D’autre part, c’est la mission de restauration et d’hébergement dont la responsabilité appartient désormais à la collectivité locale : en vertu du principe de libre administration, il lui revient de l’organiser (implantation, mutualisation, mode de gestion, tarification) et de la financer ; rien ne l’oblige à le créer dans tous les établissements, mais une fois que la collectivité a décidé de le mettre en place, elle a certes l’obligation de le prendre en charge. Telle est la situation des cantines scolaires des communes, dont le caractère facultatif ne fait aucun doute (Conseil d’État, 5 avril 1984, n°47875). D’ailleurs, dans ses textes, le Ministère de l’Intérieur ne fait pas de différence entre les services de restauration scolaire à tous les niveaux (Circulaire du 16 août 2011 relative aux cantines scolaires : "La loi du 13 août 2004 transfère aux collectivités locales la responsabilité de la restauration scolaire. La cantine scolaire est alors un service public facultatif proposé par elles"). L’Observatoire de la laïcité adopte la même position ("Laïcité et collectivités locales", 2013)

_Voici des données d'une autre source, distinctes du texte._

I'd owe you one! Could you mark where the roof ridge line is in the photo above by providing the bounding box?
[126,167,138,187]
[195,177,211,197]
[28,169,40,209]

Les enjeux. Le caractère obligatoire du service de restauration et d’hébergement aurait au moins deux conséquences :

  • d’une part, l’obligation de le créer dans tous les établissements scolaires, dès lors qu’une demande, même très réduite, se manifesterait – ce qui conduirait à le mettre en place partout (il existe des exceptions aujourd’hui) et à multiplier les internats ;
  • sans doute, d’autre part, l’obligation d’offrir des repas respectueux des différentes convictions religieuses – ce qui, selon la jurisprudence et l’Observatoire de la laïcité, n’est pas obligatoire compte tenu du caractère facultatif du service.

Affaire à suivre, notamment si le département d’Indre-et-Loire a déposé un pourvoi devant le Conseil d’État.